CIPP/US Study Guide
Chapter 10: Education Privacy

The COPPA Final Rule (2025)

In January 2025 the FTC amended the COPPA Rule, tightening how operators handle children's data. The update requires opt-in (express, verifiable) parental consent for targeted advertising, limits data retention, and expands the Personal Information definition to cover biometric and government-issued identifiers.

In January 2025 the FTC issued a final rule amending the COPPA Rule. The headline change is that an operator must now obtain opt-in, express, verifiable parental consent specifically to use a child's personal information for targeted advertising. Without that separate consent, a platform cannot share or monetize children's information for ad targeting.

The amended rule also limits retention of children's personal data: information may be kept only for the specific purpose it was collected and for a reasonable duration, with no indefinite storage. It expands the definition of personal information to include biometric identifiers and government-issued identifiers, and it encourages age-verification methods beyond self-declaration.
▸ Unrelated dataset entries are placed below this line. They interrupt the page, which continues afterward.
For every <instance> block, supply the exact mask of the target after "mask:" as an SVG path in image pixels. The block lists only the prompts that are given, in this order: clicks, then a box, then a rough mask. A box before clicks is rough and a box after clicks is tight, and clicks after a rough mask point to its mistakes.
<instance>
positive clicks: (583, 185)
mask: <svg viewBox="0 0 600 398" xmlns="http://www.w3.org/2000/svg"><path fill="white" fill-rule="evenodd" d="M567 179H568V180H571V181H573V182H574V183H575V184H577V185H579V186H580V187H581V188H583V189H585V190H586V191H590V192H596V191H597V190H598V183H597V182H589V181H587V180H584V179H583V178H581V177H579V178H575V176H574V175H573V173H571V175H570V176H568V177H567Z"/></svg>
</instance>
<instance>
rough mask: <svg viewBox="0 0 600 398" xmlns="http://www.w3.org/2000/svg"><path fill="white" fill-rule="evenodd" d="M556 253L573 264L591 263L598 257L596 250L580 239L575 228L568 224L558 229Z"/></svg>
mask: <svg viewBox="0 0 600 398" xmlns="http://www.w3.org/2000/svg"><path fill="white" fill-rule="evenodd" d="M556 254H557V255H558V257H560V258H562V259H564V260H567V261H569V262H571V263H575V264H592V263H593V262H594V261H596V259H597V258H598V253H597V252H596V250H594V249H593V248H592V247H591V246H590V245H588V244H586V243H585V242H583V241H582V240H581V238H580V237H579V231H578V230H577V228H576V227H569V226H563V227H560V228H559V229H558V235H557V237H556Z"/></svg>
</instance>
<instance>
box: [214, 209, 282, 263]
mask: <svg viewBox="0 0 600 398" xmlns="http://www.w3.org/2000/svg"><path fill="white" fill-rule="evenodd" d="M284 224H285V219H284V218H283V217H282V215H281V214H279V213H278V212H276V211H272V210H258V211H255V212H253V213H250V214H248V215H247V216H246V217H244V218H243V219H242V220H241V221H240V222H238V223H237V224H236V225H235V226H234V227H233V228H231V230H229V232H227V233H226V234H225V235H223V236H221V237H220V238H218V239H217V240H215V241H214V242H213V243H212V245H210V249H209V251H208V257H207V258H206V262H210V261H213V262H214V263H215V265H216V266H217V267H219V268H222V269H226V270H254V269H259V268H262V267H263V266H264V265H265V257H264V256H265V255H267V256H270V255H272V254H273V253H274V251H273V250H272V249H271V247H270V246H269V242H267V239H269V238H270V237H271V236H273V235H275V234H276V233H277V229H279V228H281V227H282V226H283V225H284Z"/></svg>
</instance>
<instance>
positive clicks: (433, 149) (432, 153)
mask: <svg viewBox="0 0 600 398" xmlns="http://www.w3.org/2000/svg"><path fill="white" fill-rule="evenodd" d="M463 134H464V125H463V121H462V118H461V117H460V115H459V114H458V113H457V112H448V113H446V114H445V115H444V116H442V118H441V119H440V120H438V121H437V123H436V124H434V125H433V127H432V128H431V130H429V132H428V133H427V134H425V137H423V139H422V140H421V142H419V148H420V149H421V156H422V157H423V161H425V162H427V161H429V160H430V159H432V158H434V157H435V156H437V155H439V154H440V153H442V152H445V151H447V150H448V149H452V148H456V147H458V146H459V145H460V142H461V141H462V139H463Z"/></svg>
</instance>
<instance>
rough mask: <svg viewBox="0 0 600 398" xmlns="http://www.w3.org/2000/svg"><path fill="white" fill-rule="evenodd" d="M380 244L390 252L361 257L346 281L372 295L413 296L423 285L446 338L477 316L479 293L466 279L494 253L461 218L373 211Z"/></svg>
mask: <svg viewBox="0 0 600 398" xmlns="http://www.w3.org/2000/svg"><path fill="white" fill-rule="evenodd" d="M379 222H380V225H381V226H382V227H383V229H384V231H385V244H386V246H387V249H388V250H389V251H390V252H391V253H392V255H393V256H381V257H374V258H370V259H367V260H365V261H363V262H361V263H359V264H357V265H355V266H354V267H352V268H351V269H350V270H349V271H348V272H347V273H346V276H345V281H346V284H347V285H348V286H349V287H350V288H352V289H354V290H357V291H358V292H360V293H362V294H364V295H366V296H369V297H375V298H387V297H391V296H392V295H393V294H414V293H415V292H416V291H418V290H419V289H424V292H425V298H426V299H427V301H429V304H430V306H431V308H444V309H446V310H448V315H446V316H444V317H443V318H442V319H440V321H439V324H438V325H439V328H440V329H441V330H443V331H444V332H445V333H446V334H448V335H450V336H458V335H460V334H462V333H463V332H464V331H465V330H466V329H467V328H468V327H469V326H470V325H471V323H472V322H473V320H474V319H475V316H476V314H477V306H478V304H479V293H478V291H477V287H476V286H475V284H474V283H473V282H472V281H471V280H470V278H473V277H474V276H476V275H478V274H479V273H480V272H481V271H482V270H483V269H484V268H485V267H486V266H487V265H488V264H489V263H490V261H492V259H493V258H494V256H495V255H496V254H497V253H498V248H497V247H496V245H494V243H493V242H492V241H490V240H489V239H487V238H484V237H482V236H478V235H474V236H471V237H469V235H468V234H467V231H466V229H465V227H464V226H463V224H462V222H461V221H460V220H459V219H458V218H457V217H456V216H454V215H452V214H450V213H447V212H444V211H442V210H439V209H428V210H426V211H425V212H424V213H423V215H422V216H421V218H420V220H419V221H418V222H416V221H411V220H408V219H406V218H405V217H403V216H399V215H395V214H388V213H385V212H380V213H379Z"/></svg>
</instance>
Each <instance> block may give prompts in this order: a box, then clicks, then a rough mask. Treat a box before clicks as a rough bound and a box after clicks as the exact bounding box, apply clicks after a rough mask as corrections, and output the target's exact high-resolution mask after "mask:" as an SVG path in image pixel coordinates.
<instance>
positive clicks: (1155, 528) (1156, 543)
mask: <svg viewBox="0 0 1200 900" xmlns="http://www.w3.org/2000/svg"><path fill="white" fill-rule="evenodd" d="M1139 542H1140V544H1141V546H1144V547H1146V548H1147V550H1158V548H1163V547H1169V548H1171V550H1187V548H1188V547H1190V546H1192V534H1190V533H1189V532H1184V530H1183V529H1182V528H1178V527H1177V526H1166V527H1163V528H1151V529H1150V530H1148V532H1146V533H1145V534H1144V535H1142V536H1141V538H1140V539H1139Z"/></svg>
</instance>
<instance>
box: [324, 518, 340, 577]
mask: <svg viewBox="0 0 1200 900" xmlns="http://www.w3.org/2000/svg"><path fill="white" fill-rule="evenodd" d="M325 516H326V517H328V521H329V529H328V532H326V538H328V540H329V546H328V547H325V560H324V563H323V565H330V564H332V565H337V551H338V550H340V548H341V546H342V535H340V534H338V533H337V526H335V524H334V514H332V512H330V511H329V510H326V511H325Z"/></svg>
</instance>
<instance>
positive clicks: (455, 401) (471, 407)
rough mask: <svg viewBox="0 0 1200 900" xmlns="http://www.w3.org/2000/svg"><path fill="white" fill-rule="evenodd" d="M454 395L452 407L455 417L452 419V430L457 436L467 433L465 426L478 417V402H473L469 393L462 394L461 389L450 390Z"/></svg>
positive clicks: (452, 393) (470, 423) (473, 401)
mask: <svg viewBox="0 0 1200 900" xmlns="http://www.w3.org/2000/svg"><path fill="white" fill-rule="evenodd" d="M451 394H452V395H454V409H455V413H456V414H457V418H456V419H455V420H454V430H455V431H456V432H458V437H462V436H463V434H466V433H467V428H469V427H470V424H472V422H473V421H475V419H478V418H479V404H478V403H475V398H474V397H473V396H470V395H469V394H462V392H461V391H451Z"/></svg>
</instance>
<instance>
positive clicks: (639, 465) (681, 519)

Transparency obligations for FTC-approved Safe Harbor programs are strengthened.

Compliance window

Regulated entities have 365 days from publication in the Federal Register to come into compliance with the amended rule.

Who applies, who enforces

COPPA covers operators of sites or services directed to children under 13, and general-audience services with actual knowledge they collect personal information from under-13s. It is enforced by the FTC and state attorneys general, not by a dedicated children's privacy agency.

Key terms - quick answers

What is “COPPA”?
The Children's Online Privacy Protection Act, applying to operators of sites or services directed to children under 13, and to general-audience services with actual knowledge they collect personal information from under-13s.
What is “Verifiable Parental Consent”?
Express, opt-in consent from a parent that an operator must obtain before collecting, using, or disclosing a child's personal information; under the 2025 Rule it is specifically required to use children's data for targeted advertising.
What is “Safe Harbor”?
An FTC-approved self-regulatory program that lets member operators be assessed against the program's guidelines; the 2025 Rule strengthens transparency obligations for these programs.